The fallout of that decision and the criticism that followed ultimately made the McDaniels-Raiders union possible. He knew that if he ever left the Patriots again, there would not only be no going back, but it would have to be accompanied by Dave Ziegler as general manager. Former teammates at John Carroll University and the best of friends, that is who McDaniels wanted to pair with. Because who needs to worry about being a GM when your longtime friend and trusted confidant is filling that role? And can shape a personnel department that knows precisely how to scout for the coaching staff it's working with?
Raiders stand to reap benefits from wiser McDaniels
This is what the Raiders have working for them now. Not only has the dynamic tension (often friction) between former head coach Jon Gruden and former general manager Mike Mayock disappeared into the blast-furnace wind of Las Vegas, it has been replaced by two leaders who are in lockstep in every single decision. And they’re being supported by a revamped supporting structure.
For perhaps the first time under Mark Davis' team ownership, departments are now fully streamlined and staffed at every level, from business to football to administration. The purse strings for more aggressive roster-building have been loosened. Even Davis is making himself more available to McDaniels and Ziegler than any previous regime, while also surrendering the full authority for the tandem to build out the football organization as they see fit.
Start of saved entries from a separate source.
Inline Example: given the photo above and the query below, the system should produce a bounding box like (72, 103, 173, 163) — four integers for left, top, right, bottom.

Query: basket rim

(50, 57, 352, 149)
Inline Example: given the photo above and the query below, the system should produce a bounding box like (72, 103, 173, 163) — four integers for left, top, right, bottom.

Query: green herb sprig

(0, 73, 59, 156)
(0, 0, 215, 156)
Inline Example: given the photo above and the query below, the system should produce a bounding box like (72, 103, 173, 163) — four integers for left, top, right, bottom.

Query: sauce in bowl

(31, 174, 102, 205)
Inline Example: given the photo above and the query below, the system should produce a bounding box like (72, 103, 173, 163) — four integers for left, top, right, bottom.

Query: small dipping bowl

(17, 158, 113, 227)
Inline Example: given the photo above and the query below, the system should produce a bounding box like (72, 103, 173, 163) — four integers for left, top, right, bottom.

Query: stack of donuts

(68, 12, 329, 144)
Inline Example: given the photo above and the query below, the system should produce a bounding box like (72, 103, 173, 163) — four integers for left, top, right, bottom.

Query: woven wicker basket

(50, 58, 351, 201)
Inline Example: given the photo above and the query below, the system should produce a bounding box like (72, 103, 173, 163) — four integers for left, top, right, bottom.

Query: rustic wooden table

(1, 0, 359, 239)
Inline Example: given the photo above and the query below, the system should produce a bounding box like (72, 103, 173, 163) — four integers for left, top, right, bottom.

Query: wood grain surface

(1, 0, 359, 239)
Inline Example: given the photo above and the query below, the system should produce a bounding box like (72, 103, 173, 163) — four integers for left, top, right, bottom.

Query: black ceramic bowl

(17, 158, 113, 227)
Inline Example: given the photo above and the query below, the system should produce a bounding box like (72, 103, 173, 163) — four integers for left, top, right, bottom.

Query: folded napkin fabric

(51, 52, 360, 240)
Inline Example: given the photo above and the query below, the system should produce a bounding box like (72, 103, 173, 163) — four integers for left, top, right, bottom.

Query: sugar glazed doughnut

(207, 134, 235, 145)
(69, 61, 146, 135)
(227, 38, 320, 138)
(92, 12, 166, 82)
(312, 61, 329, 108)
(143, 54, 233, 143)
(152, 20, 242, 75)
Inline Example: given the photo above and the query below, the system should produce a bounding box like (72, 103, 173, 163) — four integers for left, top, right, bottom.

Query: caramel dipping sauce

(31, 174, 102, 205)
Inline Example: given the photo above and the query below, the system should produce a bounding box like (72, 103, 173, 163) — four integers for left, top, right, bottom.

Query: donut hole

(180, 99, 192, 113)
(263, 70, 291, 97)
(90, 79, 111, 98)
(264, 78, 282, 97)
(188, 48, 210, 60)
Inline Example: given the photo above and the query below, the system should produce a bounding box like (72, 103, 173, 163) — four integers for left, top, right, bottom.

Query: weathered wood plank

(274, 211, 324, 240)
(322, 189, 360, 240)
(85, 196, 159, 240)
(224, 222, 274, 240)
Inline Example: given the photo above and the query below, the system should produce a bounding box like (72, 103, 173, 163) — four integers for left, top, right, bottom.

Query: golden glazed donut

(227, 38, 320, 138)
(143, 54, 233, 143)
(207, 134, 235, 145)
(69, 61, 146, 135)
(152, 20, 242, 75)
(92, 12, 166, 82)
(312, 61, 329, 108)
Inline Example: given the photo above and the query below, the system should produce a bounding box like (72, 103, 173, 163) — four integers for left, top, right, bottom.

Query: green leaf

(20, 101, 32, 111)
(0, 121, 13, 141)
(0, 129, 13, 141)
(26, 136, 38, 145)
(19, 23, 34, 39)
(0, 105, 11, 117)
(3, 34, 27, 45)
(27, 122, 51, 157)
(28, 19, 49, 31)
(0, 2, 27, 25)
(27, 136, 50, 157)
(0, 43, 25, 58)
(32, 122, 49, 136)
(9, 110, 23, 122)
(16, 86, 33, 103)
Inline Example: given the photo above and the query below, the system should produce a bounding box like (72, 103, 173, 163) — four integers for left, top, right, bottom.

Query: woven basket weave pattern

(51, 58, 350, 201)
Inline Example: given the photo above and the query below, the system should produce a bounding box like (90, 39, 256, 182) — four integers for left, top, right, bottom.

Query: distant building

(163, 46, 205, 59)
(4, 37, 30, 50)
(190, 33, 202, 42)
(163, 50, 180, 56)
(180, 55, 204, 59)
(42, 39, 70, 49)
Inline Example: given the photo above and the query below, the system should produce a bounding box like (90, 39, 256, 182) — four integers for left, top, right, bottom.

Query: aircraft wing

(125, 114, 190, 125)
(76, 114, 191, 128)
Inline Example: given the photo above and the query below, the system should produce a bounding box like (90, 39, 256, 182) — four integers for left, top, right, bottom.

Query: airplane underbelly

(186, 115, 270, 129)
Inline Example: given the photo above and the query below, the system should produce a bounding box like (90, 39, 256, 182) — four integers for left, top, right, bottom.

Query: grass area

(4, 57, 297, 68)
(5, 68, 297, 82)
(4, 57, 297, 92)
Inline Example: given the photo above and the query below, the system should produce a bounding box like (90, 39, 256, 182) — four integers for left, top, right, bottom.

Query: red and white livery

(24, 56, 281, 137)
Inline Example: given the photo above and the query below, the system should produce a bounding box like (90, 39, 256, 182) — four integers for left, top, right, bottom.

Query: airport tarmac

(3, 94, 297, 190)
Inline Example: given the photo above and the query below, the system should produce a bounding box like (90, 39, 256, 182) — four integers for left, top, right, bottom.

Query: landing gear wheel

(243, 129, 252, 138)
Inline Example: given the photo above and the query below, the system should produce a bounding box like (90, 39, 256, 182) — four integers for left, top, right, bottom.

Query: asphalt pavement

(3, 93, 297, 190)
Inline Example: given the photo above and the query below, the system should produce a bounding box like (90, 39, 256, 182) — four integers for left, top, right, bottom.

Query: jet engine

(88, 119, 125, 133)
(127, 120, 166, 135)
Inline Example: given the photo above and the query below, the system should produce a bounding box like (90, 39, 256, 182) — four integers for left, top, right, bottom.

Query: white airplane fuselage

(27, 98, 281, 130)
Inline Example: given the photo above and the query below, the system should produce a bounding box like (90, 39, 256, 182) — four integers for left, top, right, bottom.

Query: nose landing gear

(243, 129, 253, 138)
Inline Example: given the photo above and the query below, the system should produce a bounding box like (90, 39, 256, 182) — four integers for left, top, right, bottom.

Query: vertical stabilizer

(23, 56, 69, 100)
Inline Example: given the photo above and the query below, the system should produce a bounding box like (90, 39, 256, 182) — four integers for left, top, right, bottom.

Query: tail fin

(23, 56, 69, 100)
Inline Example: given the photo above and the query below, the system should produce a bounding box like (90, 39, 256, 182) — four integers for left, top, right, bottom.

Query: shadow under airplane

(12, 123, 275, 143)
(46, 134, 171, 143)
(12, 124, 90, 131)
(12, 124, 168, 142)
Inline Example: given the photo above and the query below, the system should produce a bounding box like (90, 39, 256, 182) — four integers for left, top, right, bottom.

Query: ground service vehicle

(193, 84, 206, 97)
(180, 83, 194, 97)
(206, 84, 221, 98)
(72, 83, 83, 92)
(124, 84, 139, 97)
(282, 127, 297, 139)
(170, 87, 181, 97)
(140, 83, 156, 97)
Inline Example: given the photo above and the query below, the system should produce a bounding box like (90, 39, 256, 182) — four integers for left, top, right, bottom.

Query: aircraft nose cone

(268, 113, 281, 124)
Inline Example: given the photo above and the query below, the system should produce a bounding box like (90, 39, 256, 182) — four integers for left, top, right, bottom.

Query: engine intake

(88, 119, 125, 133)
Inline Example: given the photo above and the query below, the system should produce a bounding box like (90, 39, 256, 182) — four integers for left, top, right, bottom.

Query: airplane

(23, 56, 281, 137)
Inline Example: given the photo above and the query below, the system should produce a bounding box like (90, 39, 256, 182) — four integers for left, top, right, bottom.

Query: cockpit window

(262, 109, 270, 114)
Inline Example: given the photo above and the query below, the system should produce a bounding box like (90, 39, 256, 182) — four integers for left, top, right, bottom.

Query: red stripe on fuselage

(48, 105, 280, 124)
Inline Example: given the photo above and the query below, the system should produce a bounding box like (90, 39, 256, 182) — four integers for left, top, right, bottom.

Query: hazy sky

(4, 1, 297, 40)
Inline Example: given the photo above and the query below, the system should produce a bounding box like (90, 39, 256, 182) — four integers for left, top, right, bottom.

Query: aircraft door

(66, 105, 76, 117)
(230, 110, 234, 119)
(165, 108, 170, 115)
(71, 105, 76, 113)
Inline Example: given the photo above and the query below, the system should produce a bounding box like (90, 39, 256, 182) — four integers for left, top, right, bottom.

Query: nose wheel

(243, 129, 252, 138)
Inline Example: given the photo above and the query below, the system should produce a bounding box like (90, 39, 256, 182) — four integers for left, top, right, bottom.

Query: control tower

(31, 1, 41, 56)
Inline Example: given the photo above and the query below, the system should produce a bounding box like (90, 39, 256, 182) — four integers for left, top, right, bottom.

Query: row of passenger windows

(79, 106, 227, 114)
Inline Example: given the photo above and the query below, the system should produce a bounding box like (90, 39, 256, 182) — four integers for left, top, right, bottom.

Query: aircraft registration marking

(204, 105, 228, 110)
That’s how you get a 2022 edition of the Raiders that reshuffled the entire coaching and personnel staffs but loaded up with pricey veteran additions like Davante Adams and Chandler Jones rather than rebuilding. Because McDaniels and Ziegler believed in it, winning the trust of Davis to sign off.
Even with all those changes, a lot of the success and failure will come down to the Raiders' culture. And the culture will come down to whether McDaniels can live up to his embrace of concentrating on people more, micromanaging less and trusting his functional design rather than trying to recreate a Stalinesque Patriots blueprint that has never been successfully replicated outside of New England.
“I’ve let that go,” McDaniels said. “I’ve just realized over time, really at the end of the day, you have to give people a great opportunity to do their job. And sometimes that means you’re going to have to accept different. And I think some of us that have left the Patriots have gotten frustrated at times with, man, everything isn’t the way that I remember it being in New England. And you know what? It ain’t gonna be. It’s never going to be. I’ve come to that conclusion and honestly, I’m at such peace with the way we do things, while understanding that isn’t the way that everything was done there.”